The surviving crew were:
- George Thomson - captain
- Samuel Dalrymple - chief engineer
- Joseph Fielder - chief steward (married) - he died in his second shipwreck, when the Ohau foundered in 1899
- Duncan Campbell - second steward [Duncan Cameron]
- William Tain (or Cain) - donkey man (donkey engine driver) (married)
- James West (or Webb) - carpenter (single)
- John Mackay, A.B.
- William Quinn (or Quin) - ship boy
- William Kane - fireman, married

Most of those who died were buried at the Kekerangu cemetery. The exceptions were the first mate who was buried in Blenheim and the Chief Officer and the Fireman who were taken to Dunedin on the Omapere buried there. A passenger, Mr Vallance, was buried at Flaxbourne.

==Court of Enquiry==
The Court of Enquiry commenced on 17 April under Mr Stratford, RM and Captain Morris, Nautical Assessor. It sat until 13 May. The Court found that the vessel was navigated safely up to the wind change at 3.30pm. Proper practice would have been to alter course as the ship had a light load. In addition, as the ship was on a lee shore with the wind and sea increasing, sounding should have been taken and these would have informed Captain Thomson that the ship was too close inshore.
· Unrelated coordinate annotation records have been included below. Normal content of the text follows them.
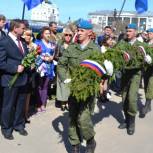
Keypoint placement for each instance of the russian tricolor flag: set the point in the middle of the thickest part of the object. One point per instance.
(141, 5)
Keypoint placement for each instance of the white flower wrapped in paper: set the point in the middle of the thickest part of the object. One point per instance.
(109, 67)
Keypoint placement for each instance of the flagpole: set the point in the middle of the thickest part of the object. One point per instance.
(121, 8)
(23, 11)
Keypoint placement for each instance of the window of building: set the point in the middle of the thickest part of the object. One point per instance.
(143, 23)
(126, 20)
(135, 20)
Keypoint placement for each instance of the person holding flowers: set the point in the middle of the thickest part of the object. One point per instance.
(62, 90)
(80, 125)
(28, 38)
(45, 67)
(12, 52)
(130, 84)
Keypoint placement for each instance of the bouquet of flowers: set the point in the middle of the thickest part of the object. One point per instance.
(27, 62)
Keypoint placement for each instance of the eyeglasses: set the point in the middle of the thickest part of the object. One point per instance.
(68, 35)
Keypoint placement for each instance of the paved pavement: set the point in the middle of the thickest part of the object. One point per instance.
(48, 132)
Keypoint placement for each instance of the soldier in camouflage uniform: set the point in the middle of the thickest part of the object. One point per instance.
(148, 81)
(80, 123)
(130, 85)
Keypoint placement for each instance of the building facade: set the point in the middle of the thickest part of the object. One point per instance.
(104, 18)
(47, 11)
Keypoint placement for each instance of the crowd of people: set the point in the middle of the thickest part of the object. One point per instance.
(60, 55)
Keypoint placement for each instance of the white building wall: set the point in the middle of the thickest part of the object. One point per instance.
(95, 19)
(45, 12)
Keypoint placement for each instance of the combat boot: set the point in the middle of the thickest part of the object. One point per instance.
(91, 145)
(131, 125)
(146, 108)
(124, 124)
(75, 148)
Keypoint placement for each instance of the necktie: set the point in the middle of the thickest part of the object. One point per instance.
(20, 47)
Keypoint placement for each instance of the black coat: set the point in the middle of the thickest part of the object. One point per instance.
(10, 58)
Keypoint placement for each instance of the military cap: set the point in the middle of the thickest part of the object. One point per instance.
(84, 24)
(131, 26)
(150, 30)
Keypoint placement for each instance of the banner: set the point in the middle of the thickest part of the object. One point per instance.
(32, 3)
(141, 5)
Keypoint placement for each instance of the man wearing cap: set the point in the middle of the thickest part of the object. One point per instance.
(130, 86)
(148, 81)
(80, 123)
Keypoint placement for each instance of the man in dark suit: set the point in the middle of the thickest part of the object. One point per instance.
(2, 24)
(12, 51)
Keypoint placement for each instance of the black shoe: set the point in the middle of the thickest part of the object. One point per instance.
(27, 121)
(122, 126)
(76, 148)
(91, 145)
(131, 125)
(63, 108)
(22, 132)
(8, 136)
(145, 109)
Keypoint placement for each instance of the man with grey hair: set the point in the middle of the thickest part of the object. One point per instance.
(2, 23)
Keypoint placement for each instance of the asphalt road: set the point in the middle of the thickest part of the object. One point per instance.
(48, 132)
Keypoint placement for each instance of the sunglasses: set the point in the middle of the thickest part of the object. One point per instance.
(68, 35)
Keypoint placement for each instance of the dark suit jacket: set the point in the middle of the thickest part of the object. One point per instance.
(10, 58)
(3, 34)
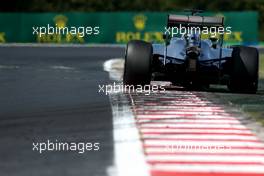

Thomson was considered negligent in failing to look at the compass and ignorant of his responsibility. Because of this his certificate was cancelled with the proviso because of his handling of the grounding that it be reissued after he served regularly at sea as mate. Costs of 16s 10d were charged against Thomson.

==Remnants==
The Kaikōura Museum has photographs of the Taiaroa before she was wrecked and on the beach at Waipapa Point. The museum also has the cabin of the ship which is going to be restored. Inside the cabin was to be a folder with articles on the disaster, passengers, and vessel.